US 11,816,574 B2
Structured pruning for machine learning model
Ao Ren, Sunnyvale, CA (US); Yuhao Wang, Sunnyvale, CA (US); Tao Zhang, Sunnyvale, CA (US); and Yuan Xie, Sunnyvale, CA (US)
Assigned to Alibaba Group Holding Limited, George Town (KY)
Filed by Alibaba Group Holding Limited, Grand Cayman (KY)
Filed on Oct. 25, 2019, as Appl. No. 16/664,616.
Prior Publication US 2021/0125071 A1, Apr. 29, 2021
Int. Cl.

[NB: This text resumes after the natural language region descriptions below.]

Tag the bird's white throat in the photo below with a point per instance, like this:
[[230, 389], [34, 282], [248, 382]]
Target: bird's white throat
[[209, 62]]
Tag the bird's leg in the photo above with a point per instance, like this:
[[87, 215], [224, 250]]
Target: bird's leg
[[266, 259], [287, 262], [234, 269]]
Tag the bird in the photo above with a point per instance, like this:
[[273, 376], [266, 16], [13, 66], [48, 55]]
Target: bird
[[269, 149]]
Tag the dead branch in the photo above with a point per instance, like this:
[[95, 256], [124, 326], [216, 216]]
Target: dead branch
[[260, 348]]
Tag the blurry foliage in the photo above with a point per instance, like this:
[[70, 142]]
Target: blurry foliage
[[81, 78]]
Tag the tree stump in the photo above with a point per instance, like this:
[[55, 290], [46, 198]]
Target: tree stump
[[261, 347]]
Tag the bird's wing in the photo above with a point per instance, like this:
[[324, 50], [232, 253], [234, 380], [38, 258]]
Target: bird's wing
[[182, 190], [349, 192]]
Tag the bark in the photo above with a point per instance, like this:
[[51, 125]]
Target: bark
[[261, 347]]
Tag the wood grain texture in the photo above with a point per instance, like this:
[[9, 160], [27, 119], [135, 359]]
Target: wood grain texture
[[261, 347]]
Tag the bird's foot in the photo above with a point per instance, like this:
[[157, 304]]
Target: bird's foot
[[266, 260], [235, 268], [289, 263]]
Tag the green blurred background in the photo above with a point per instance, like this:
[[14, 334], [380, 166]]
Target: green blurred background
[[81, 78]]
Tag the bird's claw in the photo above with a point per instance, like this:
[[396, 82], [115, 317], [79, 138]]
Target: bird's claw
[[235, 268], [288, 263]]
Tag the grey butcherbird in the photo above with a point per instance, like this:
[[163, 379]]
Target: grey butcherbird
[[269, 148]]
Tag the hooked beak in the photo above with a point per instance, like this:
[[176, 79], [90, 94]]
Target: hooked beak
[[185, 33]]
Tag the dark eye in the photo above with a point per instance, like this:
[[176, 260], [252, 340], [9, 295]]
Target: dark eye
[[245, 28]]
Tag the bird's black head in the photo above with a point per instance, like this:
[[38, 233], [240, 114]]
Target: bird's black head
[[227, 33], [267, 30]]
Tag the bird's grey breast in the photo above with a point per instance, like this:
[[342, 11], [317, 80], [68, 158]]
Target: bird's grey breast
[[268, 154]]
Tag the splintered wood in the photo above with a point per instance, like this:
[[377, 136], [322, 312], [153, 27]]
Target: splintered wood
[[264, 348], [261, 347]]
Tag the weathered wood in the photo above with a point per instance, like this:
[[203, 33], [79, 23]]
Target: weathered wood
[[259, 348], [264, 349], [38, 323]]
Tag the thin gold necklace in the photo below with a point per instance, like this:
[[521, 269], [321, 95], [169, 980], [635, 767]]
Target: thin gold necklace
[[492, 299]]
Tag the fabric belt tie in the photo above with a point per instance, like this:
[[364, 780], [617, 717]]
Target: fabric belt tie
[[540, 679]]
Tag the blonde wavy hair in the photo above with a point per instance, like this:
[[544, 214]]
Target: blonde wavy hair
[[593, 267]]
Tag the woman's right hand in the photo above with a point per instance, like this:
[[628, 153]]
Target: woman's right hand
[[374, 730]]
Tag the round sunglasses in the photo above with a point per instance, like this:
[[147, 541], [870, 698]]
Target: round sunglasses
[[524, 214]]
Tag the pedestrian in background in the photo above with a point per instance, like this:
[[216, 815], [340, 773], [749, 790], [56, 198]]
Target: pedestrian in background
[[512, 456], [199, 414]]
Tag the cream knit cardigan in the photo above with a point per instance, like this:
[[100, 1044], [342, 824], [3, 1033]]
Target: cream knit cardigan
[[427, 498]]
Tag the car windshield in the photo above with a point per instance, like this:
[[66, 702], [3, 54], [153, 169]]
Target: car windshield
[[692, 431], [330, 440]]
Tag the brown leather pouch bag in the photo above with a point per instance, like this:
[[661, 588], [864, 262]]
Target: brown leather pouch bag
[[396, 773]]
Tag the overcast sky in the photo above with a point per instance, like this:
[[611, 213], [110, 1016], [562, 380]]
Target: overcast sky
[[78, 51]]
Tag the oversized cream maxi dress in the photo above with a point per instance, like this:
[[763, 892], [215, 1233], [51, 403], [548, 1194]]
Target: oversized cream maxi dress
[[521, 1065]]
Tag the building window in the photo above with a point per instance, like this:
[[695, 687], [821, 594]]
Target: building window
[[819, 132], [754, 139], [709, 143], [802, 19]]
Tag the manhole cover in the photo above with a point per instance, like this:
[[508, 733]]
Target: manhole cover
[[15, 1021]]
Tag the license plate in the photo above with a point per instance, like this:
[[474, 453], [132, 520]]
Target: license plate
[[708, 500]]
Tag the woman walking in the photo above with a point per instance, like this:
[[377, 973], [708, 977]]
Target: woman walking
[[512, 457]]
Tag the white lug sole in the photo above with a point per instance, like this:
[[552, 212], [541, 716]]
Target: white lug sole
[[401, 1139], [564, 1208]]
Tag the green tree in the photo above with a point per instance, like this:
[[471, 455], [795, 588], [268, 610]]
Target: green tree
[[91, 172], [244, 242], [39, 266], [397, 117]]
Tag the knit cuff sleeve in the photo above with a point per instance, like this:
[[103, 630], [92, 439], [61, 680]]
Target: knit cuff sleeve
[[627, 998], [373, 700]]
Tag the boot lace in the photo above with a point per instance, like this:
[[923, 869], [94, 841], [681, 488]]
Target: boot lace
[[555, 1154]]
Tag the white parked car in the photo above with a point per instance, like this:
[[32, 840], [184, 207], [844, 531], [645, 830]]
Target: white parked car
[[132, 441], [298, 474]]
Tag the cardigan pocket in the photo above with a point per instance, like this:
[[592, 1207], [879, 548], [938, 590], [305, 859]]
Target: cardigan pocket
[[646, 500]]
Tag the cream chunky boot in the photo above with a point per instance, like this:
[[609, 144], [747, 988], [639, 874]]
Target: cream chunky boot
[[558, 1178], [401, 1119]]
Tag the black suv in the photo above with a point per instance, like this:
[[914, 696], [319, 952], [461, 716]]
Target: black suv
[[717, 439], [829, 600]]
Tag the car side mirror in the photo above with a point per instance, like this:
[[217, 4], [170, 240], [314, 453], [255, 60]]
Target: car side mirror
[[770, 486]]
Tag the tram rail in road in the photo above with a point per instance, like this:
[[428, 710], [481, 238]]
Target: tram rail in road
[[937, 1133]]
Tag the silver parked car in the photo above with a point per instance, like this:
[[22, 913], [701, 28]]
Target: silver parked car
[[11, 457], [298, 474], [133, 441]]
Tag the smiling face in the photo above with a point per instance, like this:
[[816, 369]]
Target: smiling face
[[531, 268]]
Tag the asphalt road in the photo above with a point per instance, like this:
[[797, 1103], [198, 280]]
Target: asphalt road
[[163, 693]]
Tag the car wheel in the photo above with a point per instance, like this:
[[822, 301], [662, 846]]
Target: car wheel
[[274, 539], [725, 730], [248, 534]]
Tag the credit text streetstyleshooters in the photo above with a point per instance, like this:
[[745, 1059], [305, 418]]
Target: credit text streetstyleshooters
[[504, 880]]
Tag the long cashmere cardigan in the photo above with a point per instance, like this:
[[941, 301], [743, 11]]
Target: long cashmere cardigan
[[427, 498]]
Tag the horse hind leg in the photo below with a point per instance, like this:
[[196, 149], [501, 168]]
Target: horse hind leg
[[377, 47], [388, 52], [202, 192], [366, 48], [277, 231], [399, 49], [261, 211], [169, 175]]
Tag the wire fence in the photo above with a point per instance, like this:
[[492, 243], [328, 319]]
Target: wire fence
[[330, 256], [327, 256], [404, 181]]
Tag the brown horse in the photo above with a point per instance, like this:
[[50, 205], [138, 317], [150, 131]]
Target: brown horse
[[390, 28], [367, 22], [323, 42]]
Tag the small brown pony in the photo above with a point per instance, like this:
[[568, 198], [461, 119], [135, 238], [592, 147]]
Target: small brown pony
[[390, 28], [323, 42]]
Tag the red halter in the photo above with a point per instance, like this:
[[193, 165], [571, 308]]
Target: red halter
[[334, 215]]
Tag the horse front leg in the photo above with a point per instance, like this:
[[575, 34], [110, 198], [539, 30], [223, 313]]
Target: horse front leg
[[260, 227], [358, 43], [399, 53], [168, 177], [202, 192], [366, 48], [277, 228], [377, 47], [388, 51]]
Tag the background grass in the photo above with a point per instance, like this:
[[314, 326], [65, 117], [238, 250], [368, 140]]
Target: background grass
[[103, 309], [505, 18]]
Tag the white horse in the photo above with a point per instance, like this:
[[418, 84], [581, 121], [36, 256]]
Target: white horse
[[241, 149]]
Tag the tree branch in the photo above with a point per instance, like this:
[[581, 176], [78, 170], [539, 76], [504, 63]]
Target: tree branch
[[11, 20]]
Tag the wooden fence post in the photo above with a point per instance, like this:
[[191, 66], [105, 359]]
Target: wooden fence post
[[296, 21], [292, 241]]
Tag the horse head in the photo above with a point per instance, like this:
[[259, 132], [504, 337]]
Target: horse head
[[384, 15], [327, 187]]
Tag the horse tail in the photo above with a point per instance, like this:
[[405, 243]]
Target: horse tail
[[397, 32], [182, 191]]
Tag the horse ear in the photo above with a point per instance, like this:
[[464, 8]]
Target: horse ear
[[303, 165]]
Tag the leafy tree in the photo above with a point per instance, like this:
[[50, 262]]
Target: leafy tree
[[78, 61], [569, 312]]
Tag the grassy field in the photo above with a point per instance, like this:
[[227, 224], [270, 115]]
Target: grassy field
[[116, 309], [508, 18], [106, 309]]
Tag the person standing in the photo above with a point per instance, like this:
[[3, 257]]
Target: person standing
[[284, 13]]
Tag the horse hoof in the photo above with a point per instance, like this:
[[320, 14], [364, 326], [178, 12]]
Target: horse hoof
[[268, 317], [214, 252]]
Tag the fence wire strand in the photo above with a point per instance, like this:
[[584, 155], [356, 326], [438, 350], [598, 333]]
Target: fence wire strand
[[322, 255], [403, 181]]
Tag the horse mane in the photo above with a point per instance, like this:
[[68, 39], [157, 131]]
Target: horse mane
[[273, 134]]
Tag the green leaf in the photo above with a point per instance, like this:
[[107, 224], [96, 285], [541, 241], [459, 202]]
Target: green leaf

G06N 3/082 (2023.01); G06N 3/04 (2023.01)
CPC G06N 3/082 (2013.01) [G06N 3/04 (2013.01)] 20 Claims
OG exemplary drawing
 
1. A method implemented by a hierarchical hardware, the method comprising:
receiving an input weight pattern of a neural network model from a computing device, and storing the input weight pattern into a weight memory of the hierarchical hardware;
obtaining an output weight pattern configured to facilitate parallel computations from the input weight pattern based on a block-wise row and column pruning method, the block-wise row and column pruning method comprising:
partitioning the input weight pattern into a mesh network of sub-patterns, each row of the input weight pattern comprising sub-rows of a first number of sub-patterns, and each column of the input weight pattern comprising sub-columns of a second number of sub-patterns;
sending each sub-pattern of the sub-patterns from the weight memory to a respective sparse group compute engine (SGCE) of a plurality of sparse group compute engines of the hierarchical hardware, the weight memory being shared and accessible by the plurality of sparse group compute engines;
pruning, by the respective SGCE, respective one or more sub-columns from each sub-pattern to achieve a predetermined column sparsity; and
pruning, by the respective SGCE, respective one or more sub-rows from each sub-pattern to achieve a predetermined row sparsity under a constraint that, for each row of the input weight pattern, at least one sub-row of a sub-pattern in a respective row of the input weight pattern is not pruned; and
sending the output weight pattern to the computing device.